The Economist points out that the impact of supply bottlenecks varies considerably by sector. Agriculture is especially vulnerable, with nearly 40 percent of America’s 2.5 million farmworkers estimated to be unauthorized immigrants. Housing is also likely to be impacted, with unauthorized migrants accounting for about a sixth of the homebuilding workforce.  

The impact on the U.S. economy as a whole will depend on how extensive the deportations are. While Donald Trump has threatened to carry out the “largest deportation program in American history” involving millions of migrants, the legal, logistical, financial and political obstacles make this outcome implausible. 

Meanwhile, Vice President JD Vance has suggested the administration could “start with a million…and then go from there.” A study by the Peterson Institute for International Economics found that if deportations matched the 1.3 million during President Eisenhower’s “Operation Wetback” campaign in 1956, U.S. GDP in 2028 would be 1.2 percent below its baseline projection.

Another claim about undocumented workers is they are free-riders who receive government-sponsored benefits but do not pay taxes. The government cost-cutting initiative led by Elon Musk said that illegal immigration cost U.S. taxpayers $150 billion in 2023, based on data from the Federation for American Immigration Reform. 

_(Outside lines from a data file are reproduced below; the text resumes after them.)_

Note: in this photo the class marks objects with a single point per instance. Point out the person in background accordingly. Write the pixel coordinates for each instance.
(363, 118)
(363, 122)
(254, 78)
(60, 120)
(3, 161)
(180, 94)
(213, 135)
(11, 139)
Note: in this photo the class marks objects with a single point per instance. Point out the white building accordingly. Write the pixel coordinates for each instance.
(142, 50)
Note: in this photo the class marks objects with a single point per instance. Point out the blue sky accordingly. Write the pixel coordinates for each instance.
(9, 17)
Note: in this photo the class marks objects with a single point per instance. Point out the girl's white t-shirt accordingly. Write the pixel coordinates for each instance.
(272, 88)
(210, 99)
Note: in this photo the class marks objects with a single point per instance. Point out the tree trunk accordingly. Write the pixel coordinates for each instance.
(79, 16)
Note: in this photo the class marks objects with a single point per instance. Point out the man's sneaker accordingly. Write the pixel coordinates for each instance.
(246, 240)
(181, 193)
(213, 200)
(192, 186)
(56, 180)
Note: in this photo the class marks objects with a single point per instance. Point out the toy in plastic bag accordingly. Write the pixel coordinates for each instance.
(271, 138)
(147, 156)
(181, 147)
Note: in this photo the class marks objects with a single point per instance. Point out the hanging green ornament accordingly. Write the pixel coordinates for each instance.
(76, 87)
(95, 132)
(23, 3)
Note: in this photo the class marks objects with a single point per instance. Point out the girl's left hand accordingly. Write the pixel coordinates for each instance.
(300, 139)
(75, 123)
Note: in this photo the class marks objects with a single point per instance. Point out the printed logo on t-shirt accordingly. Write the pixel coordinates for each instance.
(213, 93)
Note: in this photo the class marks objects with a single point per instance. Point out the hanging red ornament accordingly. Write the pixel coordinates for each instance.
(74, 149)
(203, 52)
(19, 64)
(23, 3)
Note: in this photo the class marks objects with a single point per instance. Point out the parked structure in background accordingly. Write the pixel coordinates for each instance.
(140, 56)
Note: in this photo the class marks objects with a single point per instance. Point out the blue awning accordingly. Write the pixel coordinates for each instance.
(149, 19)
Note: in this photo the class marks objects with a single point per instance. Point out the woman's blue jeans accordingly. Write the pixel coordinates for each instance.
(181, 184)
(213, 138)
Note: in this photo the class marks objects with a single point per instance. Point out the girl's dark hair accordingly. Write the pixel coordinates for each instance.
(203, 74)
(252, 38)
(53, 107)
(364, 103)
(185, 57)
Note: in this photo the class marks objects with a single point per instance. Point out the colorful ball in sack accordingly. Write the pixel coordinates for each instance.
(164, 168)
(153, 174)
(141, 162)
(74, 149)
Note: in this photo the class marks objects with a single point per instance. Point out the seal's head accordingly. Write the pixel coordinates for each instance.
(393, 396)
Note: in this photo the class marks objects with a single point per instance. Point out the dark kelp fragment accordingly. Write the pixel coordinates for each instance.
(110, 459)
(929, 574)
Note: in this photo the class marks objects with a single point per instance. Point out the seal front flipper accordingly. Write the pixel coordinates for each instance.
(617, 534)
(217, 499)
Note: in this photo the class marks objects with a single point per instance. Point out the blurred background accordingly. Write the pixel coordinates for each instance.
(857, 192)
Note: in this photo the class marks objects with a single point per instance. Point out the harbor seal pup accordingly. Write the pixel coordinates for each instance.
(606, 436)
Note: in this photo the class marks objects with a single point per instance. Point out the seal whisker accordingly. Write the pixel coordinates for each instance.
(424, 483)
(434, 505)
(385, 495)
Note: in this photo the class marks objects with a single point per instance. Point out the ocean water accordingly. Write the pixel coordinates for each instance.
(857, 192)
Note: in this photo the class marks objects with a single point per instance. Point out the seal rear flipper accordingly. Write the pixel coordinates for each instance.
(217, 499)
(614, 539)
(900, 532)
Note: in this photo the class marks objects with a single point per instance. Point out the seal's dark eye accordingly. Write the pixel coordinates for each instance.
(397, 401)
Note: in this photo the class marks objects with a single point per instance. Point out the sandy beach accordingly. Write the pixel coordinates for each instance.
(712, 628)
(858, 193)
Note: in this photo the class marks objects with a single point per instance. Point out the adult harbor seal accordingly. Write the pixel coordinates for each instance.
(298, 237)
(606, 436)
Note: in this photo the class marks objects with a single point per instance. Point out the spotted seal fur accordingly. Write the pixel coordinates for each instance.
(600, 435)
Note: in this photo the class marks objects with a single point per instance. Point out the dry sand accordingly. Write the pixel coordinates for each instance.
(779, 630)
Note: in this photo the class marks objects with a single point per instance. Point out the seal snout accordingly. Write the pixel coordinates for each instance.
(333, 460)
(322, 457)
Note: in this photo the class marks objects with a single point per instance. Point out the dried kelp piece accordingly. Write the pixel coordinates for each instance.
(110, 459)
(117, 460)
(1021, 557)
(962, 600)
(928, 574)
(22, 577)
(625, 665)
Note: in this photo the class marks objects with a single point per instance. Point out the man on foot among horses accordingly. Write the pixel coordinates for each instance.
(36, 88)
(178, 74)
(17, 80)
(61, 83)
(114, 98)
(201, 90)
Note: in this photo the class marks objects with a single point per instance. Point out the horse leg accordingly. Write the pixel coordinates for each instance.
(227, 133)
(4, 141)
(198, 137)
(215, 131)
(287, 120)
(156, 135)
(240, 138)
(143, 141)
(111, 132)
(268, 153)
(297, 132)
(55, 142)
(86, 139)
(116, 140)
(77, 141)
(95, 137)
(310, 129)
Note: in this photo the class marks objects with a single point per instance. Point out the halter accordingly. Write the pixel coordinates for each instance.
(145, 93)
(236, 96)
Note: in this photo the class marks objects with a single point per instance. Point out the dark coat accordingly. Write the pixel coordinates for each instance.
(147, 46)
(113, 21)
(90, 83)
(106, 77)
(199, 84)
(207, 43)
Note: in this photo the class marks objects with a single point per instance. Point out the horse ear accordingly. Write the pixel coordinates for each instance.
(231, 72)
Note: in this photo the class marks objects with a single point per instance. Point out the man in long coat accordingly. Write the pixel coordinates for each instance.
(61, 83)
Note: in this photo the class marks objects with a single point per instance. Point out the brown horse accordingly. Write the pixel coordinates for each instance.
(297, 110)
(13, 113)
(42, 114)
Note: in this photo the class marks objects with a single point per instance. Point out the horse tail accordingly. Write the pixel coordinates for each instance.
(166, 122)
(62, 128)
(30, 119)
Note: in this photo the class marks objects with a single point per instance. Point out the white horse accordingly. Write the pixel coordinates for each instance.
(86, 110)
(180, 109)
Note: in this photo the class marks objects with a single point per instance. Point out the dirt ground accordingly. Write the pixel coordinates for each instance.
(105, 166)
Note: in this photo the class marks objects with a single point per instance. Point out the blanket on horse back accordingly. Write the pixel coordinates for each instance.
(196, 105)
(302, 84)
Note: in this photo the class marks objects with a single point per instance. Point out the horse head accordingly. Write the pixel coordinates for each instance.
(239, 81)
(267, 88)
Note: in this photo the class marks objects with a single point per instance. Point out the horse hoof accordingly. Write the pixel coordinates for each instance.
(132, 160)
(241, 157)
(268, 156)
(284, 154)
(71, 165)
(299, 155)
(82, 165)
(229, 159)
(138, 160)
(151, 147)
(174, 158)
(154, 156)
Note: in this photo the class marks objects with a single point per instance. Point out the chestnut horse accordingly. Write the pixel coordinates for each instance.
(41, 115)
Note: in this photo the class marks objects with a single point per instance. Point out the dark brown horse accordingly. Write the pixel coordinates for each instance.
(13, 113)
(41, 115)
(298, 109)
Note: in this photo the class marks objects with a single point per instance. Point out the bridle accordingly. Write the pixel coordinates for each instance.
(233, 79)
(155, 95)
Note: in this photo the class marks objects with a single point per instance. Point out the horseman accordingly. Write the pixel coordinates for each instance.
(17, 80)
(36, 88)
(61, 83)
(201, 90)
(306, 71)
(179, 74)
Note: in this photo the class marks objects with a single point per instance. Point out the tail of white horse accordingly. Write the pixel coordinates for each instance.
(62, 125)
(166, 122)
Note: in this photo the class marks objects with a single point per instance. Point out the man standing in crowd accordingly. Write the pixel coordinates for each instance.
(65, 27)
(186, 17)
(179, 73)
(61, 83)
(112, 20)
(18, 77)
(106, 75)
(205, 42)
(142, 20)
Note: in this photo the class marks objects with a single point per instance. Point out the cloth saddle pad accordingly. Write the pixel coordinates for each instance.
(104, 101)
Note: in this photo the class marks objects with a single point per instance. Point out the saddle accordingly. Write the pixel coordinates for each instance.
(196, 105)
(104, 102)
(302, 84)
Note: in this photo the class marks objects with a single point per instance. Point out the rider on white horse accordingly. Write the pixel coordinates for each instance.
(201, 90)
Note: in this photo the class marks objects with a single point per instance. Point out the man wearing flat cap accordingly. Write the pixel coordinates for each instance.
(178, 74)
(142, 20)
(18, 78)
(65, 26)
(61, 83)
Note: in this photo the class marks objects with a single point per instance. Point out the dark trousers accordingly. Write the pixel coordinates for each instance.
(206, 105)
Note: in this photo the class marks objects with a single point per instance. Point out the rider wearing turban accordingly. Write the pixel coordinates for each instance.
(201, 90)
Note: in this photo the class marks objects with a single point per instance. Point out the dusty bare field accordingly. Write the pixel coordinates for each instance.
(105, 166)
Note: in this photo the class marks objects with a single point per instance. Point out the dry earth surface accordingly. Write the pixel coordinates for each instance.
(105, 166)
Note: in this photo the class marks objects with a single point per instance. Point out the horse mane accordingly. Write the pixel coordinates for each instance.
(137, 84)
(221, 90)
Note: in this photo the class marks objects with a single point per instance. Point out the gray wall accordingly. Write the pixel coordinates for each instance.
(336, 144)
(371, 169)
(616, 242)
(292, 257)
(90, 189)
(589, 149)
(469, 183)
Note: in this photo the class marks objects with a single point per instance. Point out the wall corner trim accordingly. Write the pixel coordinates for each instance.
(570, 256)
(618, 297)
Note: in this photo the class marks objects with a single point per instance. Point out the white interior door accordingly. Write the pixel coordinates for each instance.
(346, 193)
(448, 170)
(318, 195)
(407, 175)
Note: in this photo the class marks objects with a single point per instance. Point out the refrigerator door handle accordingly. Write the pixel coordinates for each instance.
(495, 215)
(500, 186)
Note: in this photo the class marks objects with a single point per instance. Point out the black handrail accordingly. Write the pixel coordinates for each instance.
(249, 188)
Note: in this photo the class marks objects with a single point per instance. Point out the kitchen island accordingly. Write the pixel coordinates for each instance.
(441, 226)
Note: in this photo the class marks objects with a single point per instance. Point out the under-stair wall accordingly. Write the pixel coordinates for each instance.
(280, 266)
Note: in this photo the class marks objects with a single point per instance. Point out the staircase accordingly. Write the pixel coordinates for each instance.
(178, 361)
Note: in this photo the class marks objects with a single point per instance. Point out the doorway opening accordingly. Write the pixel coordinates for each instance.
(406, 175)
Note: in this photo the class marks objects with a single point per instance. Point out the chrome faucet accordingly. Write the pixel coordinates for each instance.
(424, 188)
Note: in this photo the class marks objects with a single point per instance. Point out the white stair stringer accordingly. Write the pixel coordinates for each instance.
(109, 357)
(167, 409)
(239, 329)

According to Steven Camarota of the Center for Immigration Studies, the main reason is that they have a low average education levels, resulting in low tax payments, and they often qualify for welfare programs on behalf of their children.

This is not the case, however, for immigrants as a whole.  A report by the Congressional Budget Office estimated that the 9 million surge in immigrants since the COVID-19 pandemic will add $1.2 trillion in federal revenues over the next 10 years, while outlays for federal mandatory programs will increase by $300 billion. One reason is that immigrants tend to be younger than native-born workers and do not derive benefits from Social Security and Medicare until they near retirement age.  

Finally, while the debate about immigration today is focused on undocumented immigrants, politicians on both sides should recognize that U.S. immigration laws have not been substantially updated for 34 years. With U.S. population growth slowing due to declining fertility rates, the principal source of U.S. labor market growth will be through legal immigration.  

Curbing immigration would likely translate into slower economic growth. Meanwhile, the outdated U.S. immigration laws are a key reason that many migrants to the U.S. arrive chaotically at the southern border.

Nicholas Sargen, Ph.D., is an economic consultant for Fort Washington Investment Advisors and is affiliated with the University of Virginia’s Darden School of Business. He has authored three books including “Investing in the Trump Era: How Economic Policies Impact Financial Markets.”